The Sixth Sense Gruseliger geht es nicht

Ein Horrorfilm ohne Effekthascherei, knarzende Treppen und Frauen, die spitze Schreie ausstoßen ... Geht das denn? In "The Sixth Sense" zeigt Bruce Willis, dass es sehr gut funktionieren kann.

Von Olaf Schneekloth


Haley Joel Osment & Bruce Willis in "The Sixt Sense"
Constantin

Haley Joel Osment & Bruce Willis in "The Sixt Sense"

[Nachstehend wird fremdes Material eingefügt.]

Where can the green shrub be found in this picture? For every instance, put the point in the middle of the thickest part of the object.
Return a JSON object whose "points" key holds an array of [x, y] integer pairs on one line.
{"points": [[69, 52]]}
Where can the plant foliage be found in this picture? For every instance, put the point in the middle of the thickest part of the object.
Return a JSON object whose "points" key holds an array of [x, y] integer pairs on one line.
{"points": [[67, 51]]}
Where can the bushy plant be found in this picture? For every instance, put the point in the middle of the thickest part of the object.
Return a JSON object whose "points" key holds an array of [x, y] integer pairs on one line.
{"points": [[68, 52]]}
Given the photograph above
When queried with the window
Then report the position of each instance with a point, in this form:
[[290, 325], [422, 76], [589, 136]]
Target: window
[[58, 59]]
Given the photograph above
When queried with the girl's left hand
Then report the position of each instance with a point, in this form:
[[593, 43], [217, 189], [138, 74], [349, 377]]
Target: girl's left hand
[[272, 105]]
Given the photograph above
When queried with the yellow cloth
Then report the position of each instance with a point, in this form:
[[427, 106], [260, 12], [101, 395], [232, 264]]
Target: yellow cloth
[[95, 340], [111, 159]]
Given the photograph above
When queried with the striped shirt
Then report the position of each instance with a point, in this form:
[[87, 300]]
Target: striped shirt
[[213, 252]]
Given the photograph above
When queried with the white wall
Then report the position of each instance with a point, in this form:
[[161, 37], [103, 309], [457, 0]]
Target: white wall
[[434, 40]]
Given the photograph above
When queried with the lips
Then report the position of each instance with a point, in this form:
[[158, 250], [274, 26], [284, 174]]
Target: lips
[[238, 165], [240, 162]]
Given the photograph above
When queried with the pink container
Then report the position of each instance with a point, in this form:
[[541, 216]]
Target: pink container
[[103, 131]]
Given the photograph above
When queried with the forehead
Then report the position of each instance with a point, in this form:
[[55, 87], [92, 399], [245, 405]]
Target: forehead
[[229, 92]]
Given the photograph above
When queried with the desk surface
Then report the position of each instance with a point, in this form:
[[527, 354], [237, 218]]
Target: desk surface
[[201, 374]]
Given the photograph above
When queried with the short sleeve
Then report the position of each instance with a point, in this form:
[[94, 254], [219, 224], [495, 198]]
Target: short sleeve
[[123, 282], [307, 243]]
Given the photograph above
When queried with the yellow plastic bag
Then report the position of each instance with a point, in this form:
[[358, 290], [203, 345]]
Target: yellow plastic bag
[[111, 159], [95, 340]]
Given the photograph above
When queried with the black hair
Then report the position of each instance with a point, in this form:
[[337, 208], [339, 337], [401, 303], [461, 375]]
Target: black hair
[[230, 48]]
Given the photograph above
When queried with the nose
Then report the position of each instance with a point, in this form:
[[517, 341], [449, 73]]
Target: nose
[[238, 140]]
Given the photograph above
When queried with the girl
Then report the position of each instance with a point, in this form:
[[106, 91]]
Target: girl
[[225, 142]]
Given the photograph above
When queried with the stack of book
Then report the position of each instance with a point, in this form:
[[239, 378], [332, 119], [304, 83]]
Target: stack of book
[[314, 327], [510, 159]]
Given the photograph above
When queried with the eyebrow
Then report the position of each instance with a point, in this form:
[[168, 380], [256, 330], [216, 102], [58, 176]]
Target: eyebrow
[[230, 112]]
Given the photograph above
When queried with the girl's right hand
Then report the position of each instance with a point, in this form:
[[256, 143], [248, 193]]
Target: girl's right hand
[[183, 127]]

"The Sixth Sense" hält alles, was das zum Ereignis aufgeplusterte "Blair Witch Project" versprochen hat. Welcher der beiden Gruselschocker besser ist, darüber lässt sich diskutieren, aber eines dürfte sicher sein: Über den neuen Film mit Bruce Willis wird sich niemand ärgern, darin langweilen oder ihn gar durchschauen, denn er bietet klassisches Horrorkino der subtilsten Sorte.

Und - auch das ist neu bei einem Starvehikel - Willis überlässt seinem elfjährigen Co-Star Haley Joel Osment die Leinwand, was dem Film extrem gut bekommt, denn einen besseren Kinderdarsteller hat man lange nicht gesehen. Osment spielt den achtjährigen Cole Sear, der von grausigen Visionen und paranoiden Wahnvorstellungen gequält wird und sich deshalb immer mehr abkapselt. Ein schüchternes, melancholisches und zutiefst verängstigtes Bürschchen, das keine Freunde und keine Freude hat. Niemand weiß, wie es in Cole aussieht. Der Kinderpsychologe Dr. Malcolm Crowe (Bruce Willis) nimmt sich des Jungen an, weil er einige Parallelen zu einem Patienten erkennt, dem er vor Jahren nicht helfen konnte und der daraufhin Selbstmord beging. Seitdem wird Crowe von Schuldgefühlen und Versagensängsten geplagt. Er hofft, wenn er Cole heilen kann, wird das auch ihm selbst helfen. Doch schon sehr bald muss der Kinderpsychologe feststellen, dass sein kleiner Patient nicht paranoid ist, sondern paranormal ...

"The Sixth Sense"
AP

"The Sixth Sense"

"The Sixth Sense" bietet kaum spektakuläre Effekte, Bruce Willis verzichtet auf markige Sprüche, und Action sucht man in dem subtilen Schocker vergeblich. Aber genau darin besteht der unglaubliche Reiz des Films. Während die Hollywoodstudios im Laufe der letzten Jahre immer mehr dazu übergegangen sind, ihre Großproduktionen mit allem, was technisch machbar ist, voll zu stopfen und zu überladen, ging Regisseur und Drehbuchautor M. Night Shyamalan den entgegengesetzten Weg: kein Effektbombardement, das mangelnden Inhalt kaschieren muss und das Publikum erschlägt, statt es zu verblüffen, nein, der Atem stockt einem hier aus ganz anderen Gründen: permanente unterschwellige Bedrohung, der man sich nicht entziehen kann.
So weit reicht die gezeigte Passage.